D’où pour eux la nécessité pour éliminer les délocalisations porteuses de tant de maux : désindustrialisation, chômage… de mettre en place un Etat (Gouvernement) mondial unique assurant l’unification, l’homogénéisation de la planète.
- Deux voies sont proposées – elles ne sont pas exclusives l’une de l’autre – pour la mise en place demain d’un Etat (Gouvernement) mondial.
– Il est pour certains indispensable – pour se doter au final d’un Etat mondial – de favoriser le prolongement, l’amplification et la transformation à terme de « blocs » régionaux existant homogènes en en seul « bloc » à l’échelle planétaire. On sait en effet que l’on a eu la construction, elle n’est pas terminée, de grands ensembles qui ont déjà représenté une première unification et homogénéisation de leur espace. Ainsi en va-t-il pour la construction européenne. Mais se sont multipliés aussi depuis la fin des années 1980 les ensembles régionaux en Amérique, dans le Pacifique,… qui contribuent chacun à leur niveau, pour et sur eux-mêmes, à accroître l’homogénéisation du monde.

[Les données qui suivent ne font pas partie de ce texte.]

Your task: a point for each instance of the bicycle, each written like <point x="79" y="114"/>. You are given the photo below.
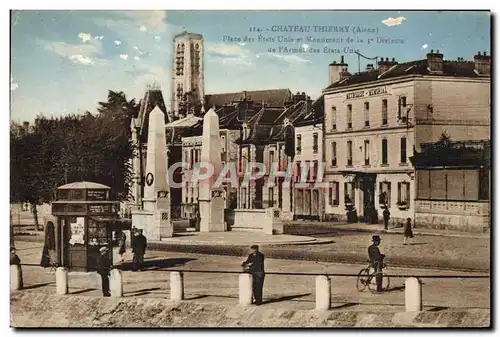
<point x="366" y="278"/>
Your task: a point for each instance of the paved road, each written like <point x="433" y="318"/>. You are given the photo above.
<point x="279" y="290"/>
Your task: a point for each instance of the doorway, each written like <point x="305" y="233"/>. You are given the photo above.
<point x="368" y="188"/>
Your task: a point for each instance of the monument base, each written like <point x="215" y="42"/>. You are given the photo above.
<point x="212" y="215"/>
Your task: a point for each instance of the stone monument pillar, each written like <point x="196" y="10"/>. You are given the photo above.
<point x="156" y="201"/>
<point x="211" y="199"/>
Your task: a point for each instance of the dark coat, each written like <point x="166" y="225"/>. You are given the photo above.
<point x="139" y="244"/>
<point x="14" y="259"/>
<point x="103" y="264"/>
<point x="374" y="254"/>
<point x="121" y="243"/>
<point x="408" y="232"/>
<point x="255" y="262"/>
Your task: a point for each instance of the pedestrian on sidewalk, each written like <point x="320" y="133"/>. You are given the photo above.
<point x="386" y="214"/>
<point x="376" y="261"/>
<point x="121" y="244"/>
<point x="103" y="269"/>
<point x="255" y="265"/>
<point x="16" y="261"/>
<point x="408" y="232"/>
<point x="139" y="249"/>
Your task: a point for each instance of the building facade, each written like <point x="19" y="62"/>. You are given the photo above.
<point x="376" y="119"/>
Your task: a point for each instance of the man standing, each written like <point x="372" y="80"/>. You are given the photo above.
<point x="103" y="269"/>
<point x="386" y="215"/>
<point x="255" y="264"/>
<point x="376" y="260"/>
<point x="139" y="245"/>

Par « intégration » de tous ces blocs régionaux homogènes, par « union » de ces sous-ensembles à l’échelle de la Terre, on va ainsi tout « naturellement » parvenir à créer une sorte de grand ensemble économique planétaire, un gouvernement mondial unique fédéraliste.

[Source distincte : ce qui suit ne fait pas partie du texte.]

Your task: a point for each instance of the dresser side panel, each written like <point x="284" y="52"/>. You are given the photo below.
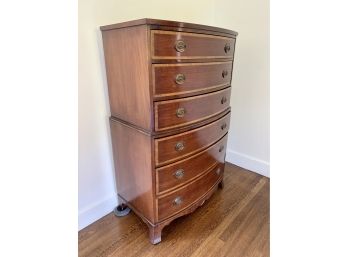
<point x="133" y="167"/>
<point x="126" y="58"/>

– Une autre perspective va consister – seule ou en complément de la perspective précédente – à préparer l’éclosion d’un gouvernement mondial par développement et extension de l’architecture internationale actuelle.

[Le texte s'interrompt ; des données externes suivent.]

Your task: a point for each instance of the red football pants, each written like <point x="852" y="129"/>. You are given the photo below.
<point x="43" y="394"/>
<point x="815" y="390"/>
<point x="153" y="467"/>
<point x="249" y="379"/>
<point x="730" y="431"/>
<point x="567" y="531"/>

On a – après la Seconde Guerre mondiale – des nations souveraines et indépendantes sur la scène internationale. Mais ces nations ont déjà reconnu leur interdépendance et cherché à organiser leur coopération. L’ONU et ses conférences, mais aussi le FMI, l’OMC… sont l’expression d’une volonté de « constructivisme » mondial que l’on ne va avoir de cesse d’améliorer pour exprimer toujours mieux « l’intérêt général de la planète ». La gouvernance mondiale et le nouvel ordre mondial vont encore se renforcer avec la création de nouvelles instances de régulation. Pourra ainsi « naître » à terme – les NTIC y aideront – un véritable Etat mondial, une véritable communauté politique mondiale dans l’esprit souhaité par exemple par Eva Thelisson : « Vers un Etat mondial via Internet »2.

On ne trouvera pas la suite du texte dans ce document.